As you have doubtlessly heard by the papers as well as by letter from me, we have had a battle commencing on Thursday last, and ending on Monday night with our evacuation of the ground we had gained across the river. The brigade Post boy came unexpectedly to our line on Monday when I pencilled a few lines to Mother requesting her to send them to you. Again when we had returned to our camp I wrote a detailed account of our movements requesting her also to send it on to you, at the same time with a few moments left to me writing you a line to assure you of my safety. We were since informed that these mails were detained at Acquia Creek. The Post Boy has just shoved his head into my tent to inform me that the mail will again leave at 7 1/2 oclock tomorrow morning & although it is late in the evening I at once avail myself of the opportunity for sending you a letter.

A twice told tale is tedious. I will therefore assume that you have received my letters & by them & the papers have been well posted as to the fight. It is easy enough for me to say that I did my duty & that thus know the fact as well as myself. Indeed it was a matter of surprise for me to feel so little the solemnity of the occasion.

The word is now that our Division is to return to Alexandria although the order has not yet been issued. However this may be. Col Sharpe is to leave in a few days with a leave of absence of fifteen days. After his return comes my turn, which again will depend upon receipt of my pay. Our Regiment has not been paid off since we left Kingston.

You must judge for yourself whether you will return to Kingston when I get my leave of absence, for I cannot well spare the time or money to visit you at the North. In the first place I must premise that it is doubtful whether & when & for how long a time I can get such leave, and I cannot well count upon a space of time sufficient to visit New Hampshire.
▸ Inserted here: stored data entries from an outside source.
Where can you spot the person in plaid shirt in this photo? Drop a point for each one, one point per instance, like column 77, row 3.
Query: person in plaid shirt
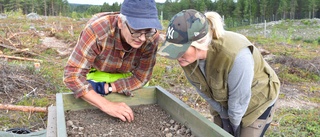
column 115, row 43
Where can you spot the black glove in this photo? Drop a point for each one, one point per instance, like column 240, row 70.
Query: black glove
column 226, row 125
column 98, row 87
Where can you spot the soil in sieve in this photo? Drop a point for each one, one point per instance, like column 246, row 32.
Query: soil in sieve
column 149, row 121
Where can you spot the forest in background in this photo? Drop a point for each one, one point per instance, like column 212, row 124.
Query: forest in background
column 235, row 12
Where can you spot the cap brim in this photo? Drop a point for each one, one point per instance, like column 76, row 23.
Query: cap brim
column 173, row 50
column 144, row 23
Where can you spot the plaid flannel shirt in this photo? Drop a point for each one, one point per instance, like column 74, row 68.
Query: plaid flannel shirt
column 99, row 46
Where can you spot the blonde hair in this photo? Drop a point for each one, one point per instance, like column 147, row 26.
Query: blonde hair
column 216, row 24
column 215, row 31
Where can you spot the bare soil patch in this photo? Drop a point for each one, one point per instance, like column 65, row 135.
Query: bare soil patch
column 150, row 121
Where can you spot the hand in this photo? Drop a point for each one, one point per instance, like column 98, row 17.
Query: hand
column 98, row 87
column 236, row 130
column 127, row 93
column 119, row 110
column 226, row 125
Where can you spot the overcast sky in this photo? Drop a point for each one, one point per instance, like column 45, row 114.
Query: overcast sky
column 100, row 2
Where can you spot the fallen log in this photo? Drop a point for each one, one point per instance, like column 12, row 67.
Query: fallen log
column 20, row 58
column 23, row 108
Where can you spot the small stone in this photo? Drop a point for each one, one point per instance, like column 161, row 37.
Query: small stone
column 69, row 123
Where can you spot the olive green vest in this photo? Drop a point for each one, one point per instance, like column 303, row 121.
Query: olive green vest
column 220, row 57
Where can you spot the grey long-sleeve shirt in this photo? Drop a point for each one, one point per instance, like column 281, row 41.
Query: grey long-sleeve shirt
column 239, row 85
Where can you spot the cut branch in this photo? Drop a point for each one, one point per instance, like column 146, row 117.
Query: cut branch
column 22, row 108
column 19, row 58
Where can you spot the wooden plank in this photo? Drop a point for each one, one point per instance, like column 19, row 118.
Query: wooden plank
column 52, row 122
column 141, row 96
column 199, row 125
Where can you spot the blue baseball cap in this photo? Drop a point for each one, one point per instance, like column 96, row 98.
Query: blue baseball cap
column 141, row 14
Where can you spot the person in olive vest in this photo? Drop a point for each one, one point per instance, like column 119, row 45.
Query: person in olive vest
column 226, row 69
column 115, row 53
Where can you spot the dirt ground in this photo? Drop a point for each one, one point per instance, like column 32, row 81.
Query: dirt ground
column 34, row 86
column 150, row 121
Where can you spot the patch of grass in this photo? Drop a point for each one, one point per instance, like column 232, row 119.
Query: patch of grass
column 295, row 123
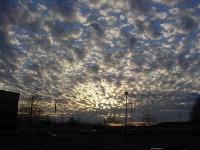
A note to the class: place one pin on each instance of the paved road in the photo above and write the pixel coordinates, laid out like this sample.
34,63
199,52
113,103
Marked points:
101,142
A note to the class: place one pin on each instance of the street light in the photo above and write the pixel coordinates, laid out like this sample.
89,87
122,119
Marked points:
30,121
131,112
126,93
55,119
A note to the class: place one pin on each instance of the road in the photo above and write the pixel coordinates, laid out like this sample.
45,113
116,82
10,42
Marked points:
100,142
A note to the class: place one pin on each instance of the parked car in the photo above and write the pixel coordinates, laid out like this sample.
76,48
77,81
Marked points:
131,132
48,134
156,149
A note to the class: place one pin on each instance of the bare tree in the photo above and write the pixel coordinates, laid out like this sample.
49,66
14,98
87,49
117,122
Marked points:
148,117
30,110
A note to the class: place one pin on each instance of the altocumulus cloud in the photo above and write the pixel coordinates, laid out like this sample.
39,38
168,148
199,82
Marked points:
85,54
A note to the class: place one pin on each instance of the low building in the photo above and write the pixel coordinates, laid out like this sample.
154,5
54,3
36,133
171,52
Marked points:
8,110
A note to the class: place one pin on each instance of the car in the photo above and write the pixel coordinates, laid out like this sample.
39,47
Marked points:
131,132
156,149
48,134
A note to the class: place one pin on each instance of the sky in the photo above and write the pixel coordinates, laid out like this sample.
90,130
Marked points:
84,54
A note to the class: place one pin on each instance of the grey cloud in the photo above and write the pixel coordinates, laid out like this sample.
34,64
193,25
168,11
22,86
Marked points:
64,12
188,24
44,42
80,53
131,42
98,28
140,6
93,68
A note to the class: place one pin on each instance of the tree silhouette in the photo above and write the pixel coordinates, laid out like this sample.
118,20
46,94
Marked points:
30,110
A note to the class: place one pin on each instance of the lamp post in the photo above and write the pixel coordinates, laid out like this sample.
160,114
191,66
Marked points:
55,119
30,121
131,112
126,93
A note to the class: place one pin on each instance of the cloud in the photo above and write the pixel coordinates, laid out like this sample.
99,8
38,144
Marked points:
85,54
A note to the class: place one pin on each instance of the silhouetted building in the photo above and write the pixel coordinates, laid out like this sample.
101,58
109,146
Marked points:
8,110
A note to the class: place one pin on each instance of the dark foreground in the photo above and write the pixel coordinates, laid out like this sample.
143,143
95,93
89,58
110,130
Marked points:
102,142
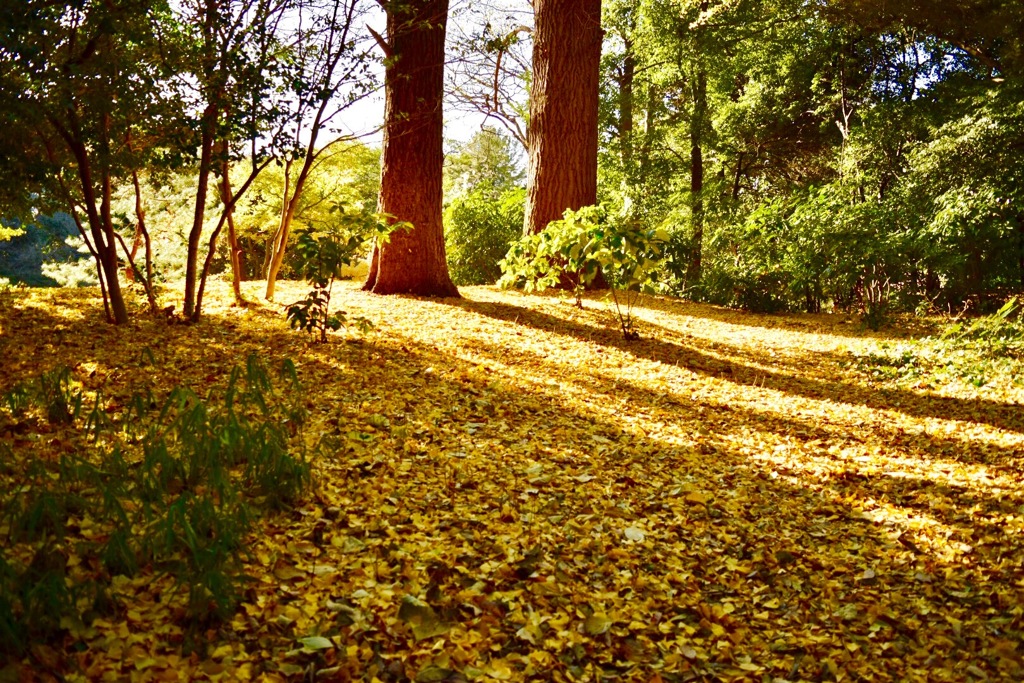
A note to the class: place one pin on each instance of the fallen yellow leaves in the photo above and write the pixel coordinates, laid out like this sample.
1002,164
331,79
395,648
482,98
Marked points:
514,493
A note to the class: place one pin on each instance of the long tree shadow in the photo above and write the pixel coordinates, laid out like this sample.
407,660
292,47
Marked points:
786,558
520,505
1004,416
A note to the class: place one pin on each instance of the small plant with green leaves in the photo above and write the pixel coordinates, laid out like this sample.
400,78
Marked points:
200,469
583,245
321,258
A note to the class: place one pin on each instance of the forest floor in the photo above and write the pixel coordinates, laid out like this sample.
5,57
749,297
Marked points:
507,489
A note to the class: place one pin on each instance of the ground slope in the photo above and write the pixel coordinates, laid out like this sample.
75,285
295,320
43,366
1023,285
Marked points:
513,492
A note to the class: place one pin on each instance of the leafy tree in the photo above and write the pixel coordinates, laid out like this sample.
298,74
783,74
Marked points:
488,159
74,81
329,74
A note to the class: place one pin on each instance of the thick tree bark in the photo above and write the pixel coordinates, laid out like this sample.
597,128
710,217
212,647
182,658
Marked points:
562,135
413,261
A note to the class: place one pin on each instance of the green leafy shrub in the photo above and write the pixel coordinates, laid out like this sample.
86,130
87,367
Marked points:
578,248
321,259
478,231
184,507
977,351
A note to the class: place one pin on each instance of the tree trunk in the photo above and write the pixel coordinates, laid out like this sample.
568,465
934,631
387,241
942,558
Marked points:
626,109
102,231
697,125
413,261
205,164
563,101
232,241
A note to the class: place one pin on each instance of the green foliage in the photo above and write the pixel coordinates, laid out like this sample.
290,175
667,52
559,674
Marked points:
184,507
321,259
583,245
978,351
478,230
342,184
54,392
46,252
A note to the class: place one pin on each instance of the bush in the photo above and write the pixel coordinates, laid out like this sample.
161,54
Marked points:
184,507
478,231
581,247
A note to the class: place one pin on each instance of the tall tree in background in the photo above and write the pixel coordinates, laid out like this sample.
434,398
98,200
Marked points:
413,261
563,105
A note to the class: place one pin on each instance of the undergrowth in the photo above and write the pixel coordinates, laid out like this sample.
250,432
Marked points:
172,487
976,351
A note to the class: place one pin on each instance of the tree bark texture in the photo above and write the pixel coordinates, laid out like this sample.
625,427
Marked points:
698,123
563,102
413,261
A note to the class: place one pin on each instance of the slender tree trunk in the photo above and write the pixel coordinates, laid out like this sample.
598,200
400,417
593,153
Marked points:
142,237
697,126
1020,247
626,109
205,165
413,261
288,217
232,242
102,233
272,248
563,102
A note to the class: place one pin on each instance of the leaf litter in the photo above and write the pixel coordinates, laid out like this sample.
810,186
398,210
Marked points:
512,492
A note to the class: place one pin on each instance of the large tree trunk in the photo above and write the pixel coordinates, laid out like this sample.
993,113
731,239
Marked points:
413,261
562,135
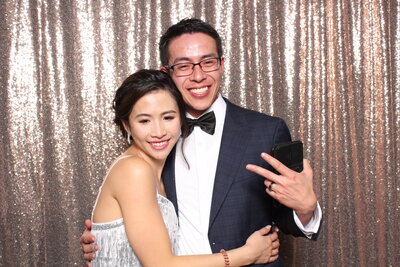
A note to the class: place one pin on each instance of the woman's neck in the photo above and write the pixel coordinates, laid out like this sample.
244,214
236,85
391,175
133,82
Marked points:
157,165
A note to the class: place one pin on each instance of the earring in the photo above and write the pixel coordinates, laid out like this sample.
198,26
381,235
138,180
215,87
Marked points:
128,138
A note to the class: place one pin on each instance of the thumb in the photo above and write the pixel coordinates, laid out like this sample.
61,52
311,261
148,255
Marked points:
265,230
88,224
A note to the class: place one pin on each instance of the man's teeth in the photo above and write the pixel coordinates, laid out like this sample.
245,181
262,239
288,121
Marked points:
159,143
199,90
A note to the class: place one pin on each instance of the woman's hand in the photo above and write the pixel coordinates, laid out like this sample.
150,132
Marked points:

If you make up your mind to return to Kingston you may wait to hear to what extent I have been successful & until I am able to send to you the necessary funds.

It is very cold tonight. I sit in my Wall tent by a comfortable fire, but outside the soldiers are shivering in their shelter tents & the line officers in their common soldier tents. The suffering will be terrible if this Northerly wind brings any such weather as it would do in New York.

I hope that you and the children are comfortable. Kiss them for me & ask them what I must bring them if my life & health are spared & the opportunity given to me to visit them. Remember me to your family & believe me.